Like the articles on Tension Force and the balance of Progressive to Conservative, this is about the population pattern spread of personality types that defines the way a group behaves. Although it might seem like I’m simply being pro-self-transcendence, this isn’t a moralistic issue and there are unexpected outcomes. And while it clearly overlaps a teensy bit on the subject of right and left-wing politics it only has a solid connection to that out at the edges where the saints and sociopaths hang out. It’s hard to talk about this without paying the most attention to the extremes but the wide middle of this spectrum is in “normal” range. A healthy happy person probably has a good balance, but there’s more than one kind of happy you can be.

There are satisfactions that come from looking out for number 1 and the kind of people who make a point of only looking out for number 1 assume that these are the real and even ultimate satisfactions. Coincidentally, Donald Trump is an exaggerated archetype of this point of view. There are obviously rewards for self-assertion but self-transcendence on behalf of something you love can be a full time high, filling you with renewed energy. Only in people who are cartoonishly on one side of this spectrum or the other are these traits expressed as absolutes. Trump is cartoonishly self-asserting in the manner of a spoiled child. But self-assertion is more than short term self-indulgence, it also powers your serious goals and ambitions. It’s the oomph of aspiration. Gandhi and M.L.K. would have gotten nowhere without it. Any poor, hardworking kid who made something of themselves, has used this power. Actually Gandhi and MLK were well supplied with both impulses, it doesn’t HAVE to be just one or the other.

Here we start to encounter those unexpected outcomes. In fact, consider this: Have more of the horrors and tragedies of the human race come through self-asserting behavior or self-transcending behavior? Self-transcending can be beautiful and saintly but it also drove the selfless nazi and it drives the true believer ISIL volunteer. Extreme self-assertion might rob banks or investors. But for true horror and cruelty, self-transcendence is the big winner. Selfishness doesn’t generate armies of minions. There is no genocide without people who give up everything to kill whoever the great plan points to.
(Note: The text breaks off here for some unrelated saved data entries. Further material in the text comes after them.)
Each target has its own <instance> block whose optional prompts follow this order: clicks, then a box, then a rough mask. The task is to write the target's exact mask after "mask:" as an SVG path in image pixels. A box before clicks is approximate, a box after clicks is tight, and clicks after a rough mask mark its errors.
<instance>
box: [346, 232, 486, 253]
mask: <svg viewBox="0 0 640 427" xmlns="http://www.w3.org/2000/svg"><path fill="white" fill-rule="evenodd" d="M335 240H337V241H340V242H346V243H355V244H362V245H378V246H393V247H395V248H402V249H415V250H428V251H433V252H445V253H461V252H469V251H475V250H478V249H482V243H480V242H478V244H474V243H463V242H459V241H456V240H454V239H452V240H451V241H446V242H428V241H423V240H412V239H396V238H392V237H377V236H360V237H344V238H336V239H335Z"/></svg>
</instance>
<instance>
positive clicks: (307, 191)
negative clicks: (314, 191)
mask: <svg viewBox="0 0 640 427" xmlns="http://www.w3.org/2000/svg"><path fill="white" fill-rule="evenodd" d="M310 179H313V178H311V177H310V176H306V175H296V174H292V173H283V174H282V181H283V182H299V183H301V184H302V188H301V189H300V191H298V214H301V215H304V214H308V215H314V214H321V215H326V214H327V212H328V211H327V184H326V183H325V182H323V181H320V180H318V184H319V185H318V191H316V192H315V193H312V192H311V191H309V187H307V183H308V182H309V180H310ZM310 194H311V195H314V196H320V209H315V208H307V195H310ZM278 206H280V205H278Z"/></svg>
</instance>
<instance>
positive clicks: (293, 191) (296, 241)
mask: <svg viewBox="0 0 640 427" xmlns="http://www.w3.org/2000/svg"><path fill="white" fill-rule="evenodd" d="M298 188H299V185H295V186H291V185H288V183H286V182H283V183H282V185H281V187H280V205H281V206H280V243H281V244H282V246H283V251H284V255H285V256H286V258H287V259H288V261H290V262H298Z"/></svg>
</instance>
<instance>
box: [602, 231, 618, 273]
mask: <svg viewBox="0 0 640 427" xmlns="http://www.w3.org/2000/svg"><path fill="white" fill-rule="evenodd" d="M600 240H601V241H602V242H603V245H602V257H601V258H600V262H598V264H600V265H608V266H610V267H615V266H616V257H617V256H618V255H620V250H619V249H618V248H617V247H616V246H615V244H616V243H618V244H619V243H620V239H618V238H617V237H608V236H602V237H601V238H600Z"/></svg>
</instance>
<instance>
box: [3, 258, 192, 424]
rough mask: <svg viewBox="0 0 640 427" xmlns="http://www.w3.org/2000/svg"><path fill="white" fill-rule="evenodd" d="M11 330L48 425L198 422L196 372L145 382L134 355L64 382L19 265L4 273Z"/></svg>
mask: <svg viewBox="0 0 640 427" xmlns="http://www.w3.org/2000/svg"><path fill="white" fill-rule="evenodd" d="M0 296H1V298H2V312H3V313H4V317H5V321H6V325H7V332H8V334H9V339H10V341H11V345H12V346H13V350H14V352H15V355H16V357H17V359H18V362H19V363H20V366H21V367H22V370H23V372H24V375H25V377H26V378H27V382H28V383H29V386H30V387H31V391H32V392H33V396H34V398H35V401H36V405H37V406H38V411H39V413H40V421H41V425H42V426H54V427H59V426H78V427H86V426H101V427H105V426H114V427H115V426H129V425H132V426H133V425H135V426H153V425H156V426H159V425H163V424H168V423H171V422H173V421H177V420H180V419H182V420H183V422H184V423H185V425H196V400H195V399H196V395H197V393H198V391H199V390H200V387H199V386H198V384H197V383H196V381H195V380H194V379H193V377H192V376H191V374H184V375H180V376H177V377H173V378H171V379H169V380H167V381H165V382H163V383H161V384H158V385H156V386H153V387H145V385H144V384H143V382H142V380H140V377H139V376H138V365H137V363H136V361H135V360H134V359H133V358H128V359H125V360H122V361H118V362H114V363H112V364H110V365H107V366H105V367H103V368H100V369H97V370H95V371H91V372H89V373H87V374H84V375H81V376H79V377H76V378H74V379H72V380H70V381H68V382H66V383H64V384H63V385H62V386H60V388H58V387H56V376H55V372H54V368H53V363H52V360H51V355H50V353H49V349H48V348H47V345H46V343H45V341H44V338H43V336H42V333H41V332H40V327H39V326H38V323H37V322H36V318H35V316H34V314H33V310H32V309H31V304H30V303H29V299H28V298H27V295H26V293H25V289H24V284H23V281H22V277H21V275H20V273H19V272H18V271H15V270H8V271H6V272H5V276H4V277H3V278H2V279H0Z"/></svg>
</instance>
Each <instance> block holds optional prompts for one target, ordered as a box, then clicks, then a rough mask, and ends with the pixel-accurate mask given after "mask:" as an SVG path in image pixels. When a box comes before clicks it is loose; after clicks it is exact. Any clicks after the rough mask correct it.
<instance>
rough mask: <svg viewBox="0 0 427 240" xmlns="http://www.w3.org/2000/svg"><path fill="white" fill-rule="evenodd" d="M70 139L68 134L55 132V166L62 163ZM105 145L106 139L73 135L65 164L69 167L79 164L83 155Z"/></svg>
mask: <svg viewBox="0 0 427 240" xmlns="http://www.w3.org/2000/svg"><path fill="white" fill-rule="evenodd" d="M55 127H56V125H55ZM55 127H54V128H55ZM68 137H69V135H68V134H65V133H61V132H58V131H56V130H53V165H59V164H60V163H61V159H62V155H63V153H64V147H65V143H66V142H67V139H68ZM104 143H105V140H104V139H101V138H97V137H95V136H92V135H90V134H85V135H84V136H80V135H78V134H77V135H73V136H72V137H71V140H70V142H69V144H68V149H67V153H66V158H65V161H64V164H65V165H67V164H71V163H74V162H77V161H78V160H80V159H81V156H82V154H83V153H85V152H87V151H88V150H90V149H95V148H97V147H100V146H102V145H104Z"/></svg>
Giving yourself wholly to a powerful cause is a transcendent experience and also, in the abstract, an amoral one. In MLK it was moral, but only because of the framework of that transcendence. Passionately pursuing a personal goal is also amoral. The internal values of the goal determine the good or ill.

The strongly self-asserting are often callously disinterested in what happens to anyone they don’t personally know and love. Dick Cheney for example only began giving a damn about gay and lesbian rights because his daughter came out. If she hadn’t, he never would have seen any point in supporting that position, after all, what was in it for him? Strong self asserters aren’t necessarily aggressive or intense but the bottom line important question for them is “How does this affect me?”